I don't scientifically or morally object to trying to reduce carbon emissions. As we speak, the atmospheric CO2 concentration has reached 412 ppm, which has increased over 30% in my lifetime, and about double(!) the levels typical in the last millennium. This is not a small change in atmospheric composition, and not everyone is going to be happy with the effects, to say the least.

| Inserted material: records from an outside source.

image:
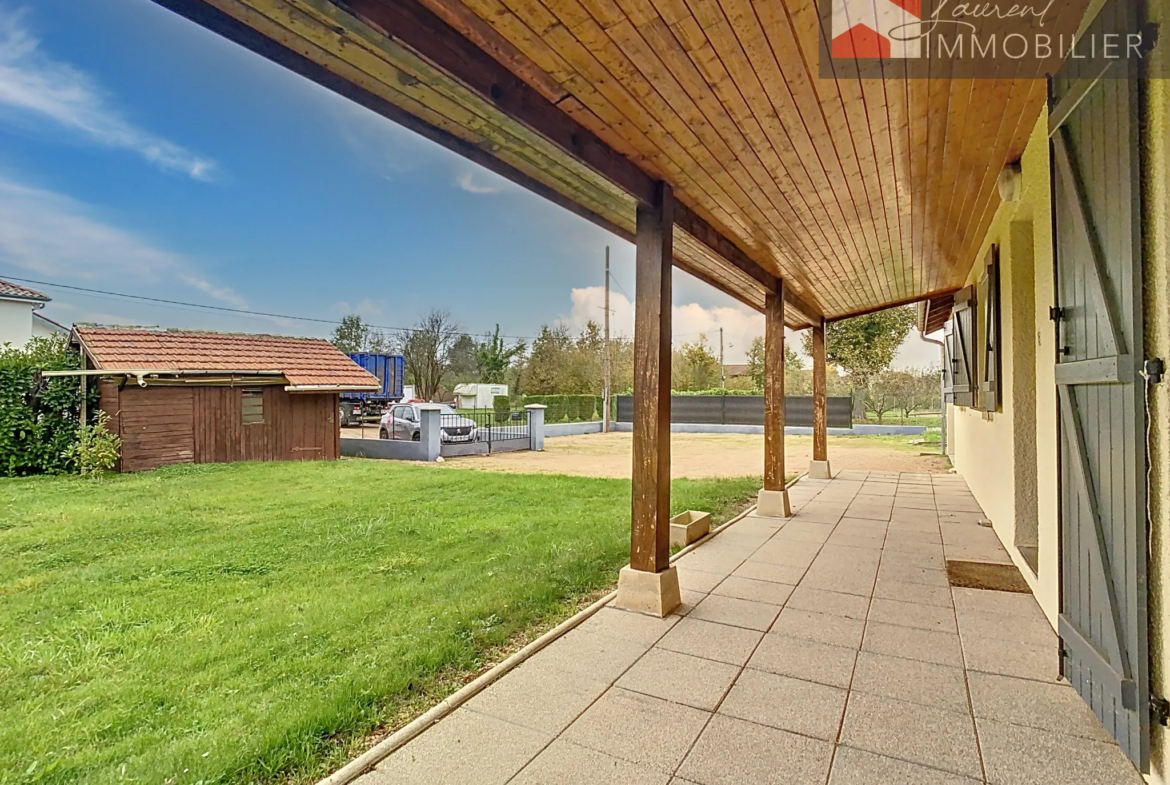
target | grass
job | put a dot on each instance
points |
(254, 622)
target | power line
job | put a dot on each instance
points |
(177, 303)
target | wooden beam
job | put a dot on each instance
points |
(704, 233)
(418, 27)
(819, 401)
(649, 536)
(773, 390)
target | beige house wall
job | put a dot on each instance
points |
(1009, 458)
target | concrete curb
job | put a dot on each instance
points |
(399, 738)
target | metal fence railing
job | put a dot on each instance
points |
(483, 426)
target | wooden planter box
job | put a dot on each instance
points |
(688, 527)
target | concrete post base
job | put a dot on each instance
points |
(819, 470)
(648, 592)
(773, 504)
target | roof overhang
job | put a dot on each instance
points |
(860, 194)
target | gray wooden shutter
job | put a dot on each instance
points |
(990, 388)
(1103, 535)
(963, 362)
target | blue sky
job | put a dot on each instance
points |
(140, 153)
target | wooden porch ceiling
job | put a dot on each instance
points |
(859, 193)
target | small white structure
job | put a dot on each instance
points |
(477, 396)
(19, 319)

Air transportation represents only 9% of the CO2 emissions of the transportation sector, which is in its entirety 29% of anthropoogenic global carbon emissions. (Electricity generation and industry, along with transportation, are the bulk of anthropogenic carbon emissions.) So, if you are interested in limiting CO2 generation, at least dig where there's taters. Ground transportation, electrical generation, and certain industrial processes are the largest contributors. Increasing efficiencies in these sectors would go a long way alone toward making progress. But logic is not strength of many social systems.
My former place of work (a place of logic) has a carbon-neutral policy goal (admirable) but goes about it in a strange way: disdaining air travel while buying buying carbon offsets, etc., while sending gasoline-powered buses, delivery, and service vehicles around the grounds. As as scientist, this kind of half-serious policy logic defies me. When we get really serious about digging where there's taters, I'll consider whether or not my Grumman (or flying on an airline) is a significant environmental problem.